Since shopping in Bedias had its limitations it was necessary for Grandmother Alice to use another of her skills to provide clothing for the family. She sewed on her old pedal machine making dresses and shirts for her daughters and sons from material purchased at Williamson & McAdams Store. In the winter months when there was more time she practiced more creative needlework in the form of knitting, crochet and embroidery as well as quilt making.

The dread influenza epidemic of World War I spread through the area and Grandmother Alice contracted the disease. Her kidneys suffered damage and, as antibiotics were yet to be discovered, the effects took their toll. On December 18, 1918 she died at the age of fifty years. Just a month before, she wrote her last letter to her daughter, Mary, who was living in Flynn and unable to travel because of pregnancy problems.
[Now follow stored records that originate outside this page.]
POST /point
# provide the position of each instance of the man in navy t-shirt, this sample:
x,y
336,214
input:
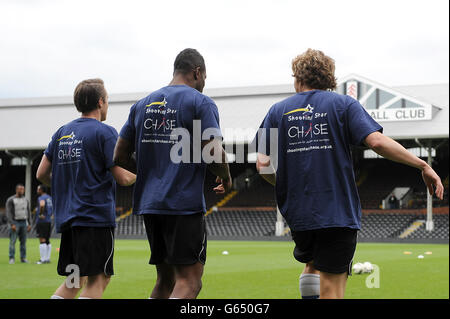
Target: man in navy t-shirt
x,y
308,159
78,163
44,213
176,135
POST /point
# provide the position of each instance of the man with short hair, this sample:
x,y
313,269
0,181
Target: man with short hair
x,y
314,179
78,164
44,214
169,191
18,216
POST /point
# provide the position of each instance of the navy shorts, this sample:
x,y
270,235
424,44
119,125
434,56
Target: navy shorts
x,y
330,249
91,249
176,239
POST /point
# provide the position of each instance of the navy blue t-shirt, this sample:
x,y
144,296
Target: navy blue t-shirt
x,y
48,209
164,186
83,188
315,183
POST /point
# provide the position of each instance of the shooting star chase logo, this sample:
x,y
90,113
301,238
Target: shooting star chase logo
x,y
160,104
70,136
306,110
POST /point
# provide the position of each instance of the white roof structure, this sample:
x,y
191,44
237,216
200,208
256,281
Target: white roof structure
x,y
406,112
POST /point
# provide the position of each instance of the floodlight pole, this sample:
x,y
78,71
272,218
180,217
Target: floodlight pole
x,y
429,223
279,225
429,226
29,162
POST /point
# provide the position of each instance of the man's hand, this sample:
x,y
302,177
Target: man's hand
x,y
225,185
431,179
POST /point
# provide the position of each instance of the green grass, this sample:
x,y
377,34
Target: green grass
x,y
251,270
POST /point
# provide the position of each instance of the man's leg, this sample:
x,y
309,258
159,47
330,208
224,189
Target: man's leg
x,y
63,292
188,281
165,281
309,283
95,286
22,232
332,286
42,250
12,243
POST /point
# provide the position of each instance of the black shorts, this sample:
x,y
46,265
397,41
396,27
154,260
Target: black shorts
x,y
176,239
44,230
330,249
89,248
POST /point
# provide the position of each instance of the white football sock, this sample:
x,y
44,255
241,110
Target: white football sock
x,y
49,252
43,251
309,286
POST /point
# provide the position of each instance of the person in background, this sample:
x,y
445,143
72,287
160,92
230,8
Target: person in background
x,y
44,214
18,216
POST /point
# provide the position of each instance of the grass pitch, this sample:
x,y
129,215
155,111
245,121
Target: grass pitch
x,y
251,270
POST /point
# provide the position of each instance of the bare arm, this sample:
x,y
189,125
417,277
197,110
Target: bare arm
x,y
123,176
265,168
390,149
44,171
41,209
9,211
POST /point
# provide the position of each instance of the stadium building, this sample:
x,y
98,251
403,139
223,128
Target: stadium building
x,y
415,116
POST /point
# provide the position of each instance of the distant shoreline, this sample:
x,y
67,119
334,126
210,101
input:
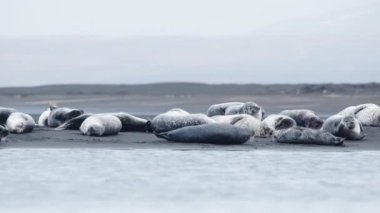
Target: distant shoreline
x,y
188,88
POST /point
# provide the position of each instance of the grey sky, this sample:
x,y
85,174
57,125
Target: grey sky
x,y
272,41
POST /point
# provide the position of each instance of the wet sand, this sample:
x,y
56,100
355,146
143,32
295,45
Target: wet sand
x,y
144,103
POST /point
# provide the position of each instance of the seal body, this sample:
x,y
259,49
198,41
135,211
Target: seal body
x,y
233,108
3,132
301,135
304,118
278,122
223,134
74,123
101,125
254,125
4,114
172,120
19,123
129,122
367,114
60,115
347,127
43,119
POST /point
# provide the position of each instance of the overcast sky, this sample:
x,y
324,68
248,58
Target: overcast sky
x,y
241,41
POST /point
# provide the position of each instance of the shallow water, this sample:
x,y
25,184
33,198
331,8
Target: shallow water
x,y
104,180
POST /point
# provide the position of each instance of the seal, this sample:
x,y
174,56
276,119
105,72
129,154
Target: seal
x,y
60,115
277,122
172,120
347,127
301,135
4,114
368,114
43,119
74,123
233,108
129,122
19,123
353,110
222,134
304,118
256,127
3,132
101,125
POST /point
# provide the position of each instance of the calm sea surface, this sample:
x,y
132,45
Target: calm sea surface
x,y
101,180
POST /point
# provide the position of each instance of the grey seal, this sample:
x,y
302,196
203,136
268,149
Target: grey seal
x,y
101,125
175,119
257,127
278,122
301,135
304,118
3,132
347,127
233,108
60,115
368,114
129,122
19,123
5,113
223,134
43,119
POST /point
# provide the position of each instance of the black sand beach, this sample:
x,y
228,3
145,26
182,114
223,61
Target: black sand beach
x,y
149,100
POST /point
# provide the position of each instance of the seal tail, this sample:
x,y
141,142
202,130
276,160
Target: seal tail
x,y
163,135
61,127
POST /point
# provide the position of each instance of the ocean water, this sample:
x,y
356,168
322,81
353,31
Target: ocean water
x,y
104,180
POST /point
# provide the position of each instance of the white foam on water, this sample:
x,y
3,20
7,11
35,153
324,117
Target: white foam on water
x,y
101,180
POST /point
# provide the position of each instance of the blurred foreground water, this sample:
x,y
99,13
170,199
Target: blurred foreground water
x,y
105,180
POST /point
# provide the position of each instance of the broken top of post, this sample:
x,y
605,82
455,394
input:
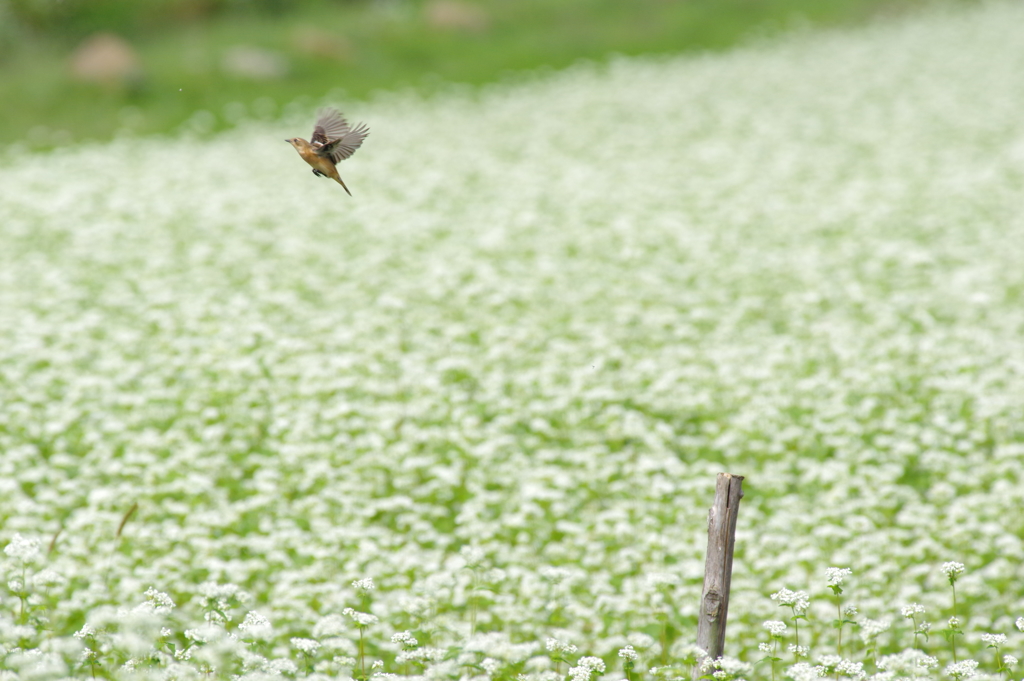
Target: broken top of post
x,y
718,566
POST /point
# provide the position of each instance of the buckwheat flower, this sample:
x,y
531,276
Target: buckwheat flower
x,y
993,640
48,578
911,610
560,647
404,639
836,576
851,669
364,586
158,602
196,635
256,626
330,626
305,645
829,662
555,575
963,670
22,549
732,667
952,570
586,667
282,666
798,600
871,628
360,619
640,640
85,632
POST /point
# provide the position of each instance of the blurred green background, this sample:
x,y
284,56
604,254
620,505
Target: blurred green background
x,y
80,70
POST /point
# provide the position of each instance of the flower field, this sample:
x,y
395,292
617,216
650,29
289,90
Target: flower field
x,y
466,424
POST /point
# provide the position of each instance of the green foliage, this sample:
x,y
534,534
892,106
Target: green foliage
x,y
345,49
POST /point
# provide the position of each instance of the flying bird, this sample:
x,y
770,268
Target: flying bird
x,y
333,140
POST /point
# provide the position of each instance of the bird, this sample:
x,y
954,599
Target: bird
x,y
333,140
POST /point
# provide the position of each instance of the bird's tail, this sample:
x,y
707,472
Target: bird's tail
x,y
338,177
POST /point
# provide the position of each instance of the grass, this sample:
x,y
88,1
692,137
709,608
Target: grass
x,y
350,50
499,381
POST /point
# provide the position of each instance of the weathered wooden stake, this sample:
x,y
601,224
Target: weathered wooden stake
x,y
718,566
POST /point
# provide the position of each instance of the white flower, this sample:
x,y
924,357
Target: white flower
x,y
803,672
256,627
22,549
305,645
911,610
560,647
963,670
836,576
952,570
851,669
360,619
404,639
798,600
282,666
993,640
85,632
158,602
586,667
364,586
871,628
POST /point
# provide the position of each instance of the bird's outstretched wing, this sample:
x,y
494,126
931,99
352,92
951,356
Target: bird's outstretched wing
x,y
330,126
344,146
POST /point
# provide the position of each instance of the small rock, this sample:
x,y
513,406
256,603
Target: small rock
x,y
254,62
457,15
322,44
107,59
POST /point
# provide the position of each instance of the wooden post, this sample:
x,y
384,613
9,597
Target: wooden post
x,y
718,566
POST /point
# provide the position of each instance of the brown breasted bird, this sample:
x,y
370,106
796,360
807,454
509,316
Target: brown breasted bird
x,y
333,140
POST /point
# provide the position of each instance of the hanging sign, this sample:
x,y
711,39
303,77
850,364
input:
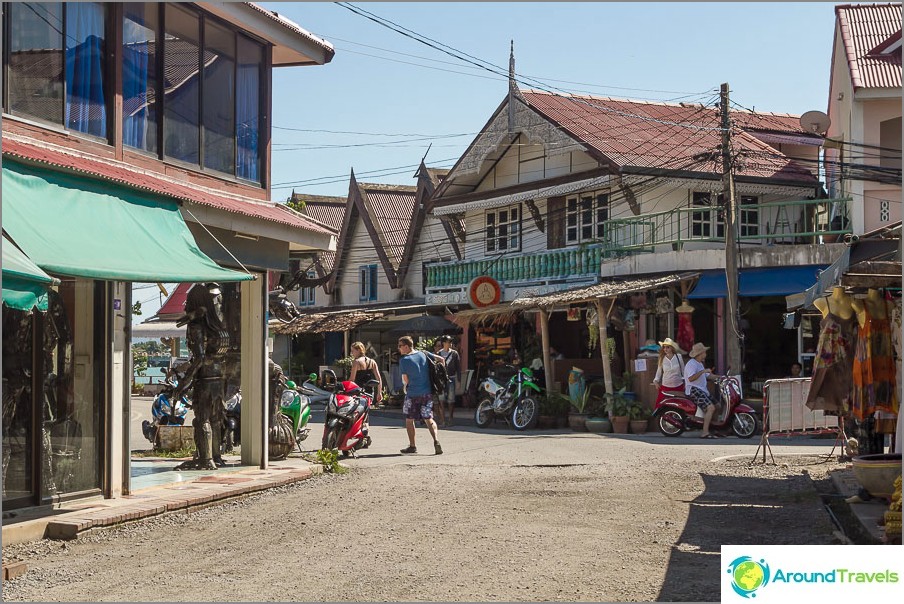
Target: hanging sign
x,y
484,291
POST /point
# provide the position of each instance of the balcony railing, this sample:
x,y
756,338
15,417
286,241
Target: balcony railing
x,y
785,222
555,264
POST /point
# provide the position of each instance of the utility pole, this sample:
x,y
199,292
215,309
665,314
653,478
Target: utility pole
x,y
732,331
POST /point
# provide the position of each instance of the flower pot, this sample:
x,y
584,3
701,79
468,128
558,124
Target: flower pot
x,y
620,424
639,426
577,421
877,473
600,425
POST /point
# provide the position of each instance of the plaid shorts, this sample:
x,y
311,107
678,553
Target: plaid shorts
x,y
418,407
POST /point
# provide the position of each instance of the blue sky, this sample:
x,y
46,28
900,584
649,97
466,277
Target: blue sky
x,y
775,56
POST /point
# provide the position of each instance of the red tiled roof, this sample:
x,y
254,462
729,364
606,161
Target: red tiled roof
x,y
174,307
106,169
865,30
391,208
667,136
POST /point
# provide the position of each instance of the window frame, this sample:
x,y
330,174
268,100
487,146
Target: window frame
x,y
583,219
496,219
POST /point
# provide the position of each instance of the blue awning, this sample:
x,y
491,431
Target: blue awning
x,y
774,281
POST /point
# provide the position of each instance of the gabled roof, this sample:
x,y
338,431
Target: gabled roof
x,y
666,136
870,35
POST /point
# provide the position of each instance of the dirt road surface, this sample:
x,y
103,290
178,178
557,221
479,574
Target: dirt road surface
x,y
552,516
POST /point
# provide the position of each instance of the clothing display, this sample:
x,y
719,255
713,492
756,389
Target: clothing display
x,y
830,389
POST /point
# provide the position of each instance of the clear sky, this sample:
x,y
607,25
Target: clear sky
x,y
399,96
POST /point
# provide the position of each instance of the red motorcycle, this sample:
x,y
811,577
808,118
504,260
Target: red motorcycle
x,y
677,413
346,415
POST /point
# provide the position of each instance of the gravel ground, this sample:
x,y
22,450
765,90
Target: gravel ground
x,y
499,517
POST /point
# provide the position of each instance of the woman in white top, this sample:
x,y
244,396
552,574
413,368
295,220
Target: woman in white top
x,y
670,372
695,377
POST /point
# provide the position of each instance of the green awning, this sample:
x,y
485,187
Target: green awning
x,y
83,227
24,284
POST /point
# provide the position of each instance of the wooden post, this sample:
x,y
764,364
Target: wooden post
x,y
544,341
603,318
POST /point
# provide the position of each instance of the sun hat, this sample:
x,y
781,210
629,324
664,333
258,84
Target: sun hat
x,y
697,349
671,342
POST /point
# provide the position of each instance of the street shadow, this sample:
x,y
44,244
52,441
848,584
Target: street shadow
x,y
729,512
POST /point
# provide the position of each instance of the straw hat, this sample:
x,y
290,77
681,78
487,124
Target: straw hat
x,y
671,342
697,349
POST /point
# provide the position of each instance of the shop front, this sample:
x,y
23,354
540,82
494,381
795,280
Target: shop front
x,y
66,358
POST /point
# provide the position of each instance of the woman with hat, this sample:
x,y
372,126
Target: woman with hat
x,y
670,371
695,377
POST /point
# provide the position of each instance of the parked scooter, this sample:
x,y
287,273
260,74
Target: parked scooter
x,y
346,415
513,400
677,413
165,411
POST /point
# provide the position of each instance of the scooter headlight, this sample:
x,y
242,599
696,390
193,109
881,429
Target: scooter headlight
x,y
287,398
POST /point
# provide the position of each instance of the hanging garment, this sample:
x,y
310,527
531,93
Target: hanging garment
x,y
830,388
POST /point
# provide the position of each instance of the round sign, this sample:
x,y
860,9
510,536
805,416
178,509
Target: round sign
x,y
484,291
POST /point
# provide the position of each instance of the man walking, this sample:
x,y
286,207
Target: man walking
x,y
418,395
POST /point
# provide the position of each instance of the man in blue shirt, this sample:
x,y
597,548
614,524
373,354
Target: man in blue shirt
x,y
418,394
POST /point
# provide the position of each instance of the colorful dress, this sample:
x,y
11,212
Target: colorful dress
x,y
830,388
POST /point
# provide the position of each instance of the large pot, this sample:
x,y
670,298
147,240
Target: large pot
x,y
877,473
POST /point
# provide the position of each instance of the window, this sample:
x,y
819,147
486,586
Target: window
x,y
139,76
586,216
56,65
307,295
503,229
367,283
749,218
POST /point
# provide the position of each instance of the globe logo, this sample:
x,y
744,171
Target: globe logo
x,y
748,575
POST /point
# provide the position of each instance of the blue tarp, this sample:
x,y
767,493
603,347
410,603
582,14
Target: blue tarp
x,y
775,281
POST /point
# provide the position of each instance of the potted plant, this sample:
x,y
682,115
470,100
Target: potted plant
x,y
617,408
640,417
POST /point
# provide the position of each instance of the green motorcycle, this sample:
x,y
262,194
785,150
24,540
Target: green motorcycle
x,y
514,401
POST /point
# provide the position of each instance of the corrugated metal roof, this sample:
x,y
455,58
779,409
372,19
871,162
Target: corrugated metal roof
x,y
391,208
111,170
666,136
865,28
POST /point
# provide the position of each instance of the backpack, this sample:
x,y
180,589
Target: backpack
x,y
439,378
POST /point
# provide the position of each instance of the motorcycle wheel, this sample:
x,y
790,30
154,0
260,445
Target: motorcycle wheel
x,y
483,417
744,425
331,439
525,414
672,422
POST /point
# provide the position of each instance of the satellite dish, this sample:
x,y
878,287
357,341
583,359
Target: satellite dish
x,y
816,122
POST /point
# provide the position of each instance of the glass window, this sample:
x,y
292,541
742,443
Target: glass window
x,y
219,88
35,59
181,85
139,76
247,109
86,105
503,229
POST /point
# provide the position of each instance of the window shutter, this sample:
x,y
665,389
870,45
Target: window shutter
x,y
555,221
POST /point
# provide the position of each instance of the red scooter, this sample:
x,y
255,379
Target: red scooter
x,y
346,415
677,413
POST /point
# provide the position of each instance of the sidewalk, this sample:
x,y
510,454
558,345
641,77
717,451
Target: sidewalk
x,y
193,489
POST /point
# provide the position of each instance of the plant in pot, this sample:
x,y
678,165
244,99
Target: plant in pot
x,y
640,417
617,408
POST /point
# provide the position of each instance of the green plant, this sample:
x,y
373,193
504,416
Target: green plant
x,y
617,404
329,459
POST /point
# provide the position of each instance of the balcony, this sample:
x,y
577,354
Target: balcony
x,y
776,223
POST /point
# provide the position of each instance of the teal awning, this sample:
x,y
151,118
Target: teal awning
x,y
24,284
83,227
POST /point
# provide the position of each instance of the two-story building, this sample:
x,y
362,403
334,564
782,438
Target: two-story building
x,y
559,192
136,148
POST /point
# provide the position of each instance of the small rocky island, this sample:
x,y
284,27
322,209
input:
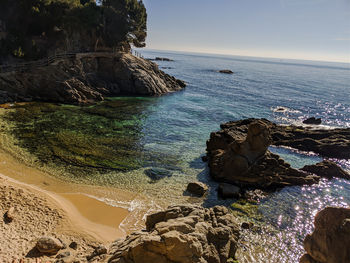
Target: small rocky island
x,y
238,154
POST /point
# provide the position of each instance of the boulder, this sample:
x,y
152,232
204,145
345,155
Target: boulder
x,y
100,250
229,191
49,245
330,143
197,188
327,169
330,241
182,234
240,157
313,121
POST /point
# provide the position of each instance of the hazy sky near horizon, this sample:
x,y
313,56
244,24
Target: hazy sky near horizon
x,y
299,29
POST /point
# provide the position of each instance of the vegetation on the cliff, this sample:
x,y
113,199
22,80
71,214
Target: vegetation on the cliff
x,y
32,29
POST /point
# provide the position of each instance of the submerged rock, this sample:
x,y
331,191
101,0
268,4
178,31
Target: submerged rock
x,y
49,245
88,78
327,169
226,71
229,191
330,241
313,121
241,157
182,234
156,174
163,59
197,188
Pearl, who is mentioned in the letter, is the wife of Carl McAdams. Pearl had traveled with her small children from her Walker County home by wagon to help take care of her step-mother-in-law during her last weeks.

Saturday Nov 16
Dear Mary
I intended to write you yesterday but neglected it. It just rained here yesterday and night before last too. We intended to send for Era yesterday but it rained so we couldent. I am getting along alright but she keeps thinking it would be better for her to come home and stay awhile. I know it will set her back in her studies but I guess we will send for her as soon as the roads dry off. Have you taken the flue yet? Pearl is still here dont know how long she will stay but am going to keep her a good while if she will stay I dont have but very little fever but I am might slow gaining any strength but dont be uneasy for we will keep writing you and when you feel strong enough I want you to come

There are few photographs of Grandmother Alice for us to see so for many of us she has been only a name. This is one of the reasons this small collection of stories has been put together with love. Despite her early death this quiet, blue eyed lady has had an influence on all our lives. Her name lives with her grand daughter, Marilyn Alice McAdams Sibley, and her common sense philosophy and fundamental beliefs in a good education were passed on through her children to their children and grandchildren.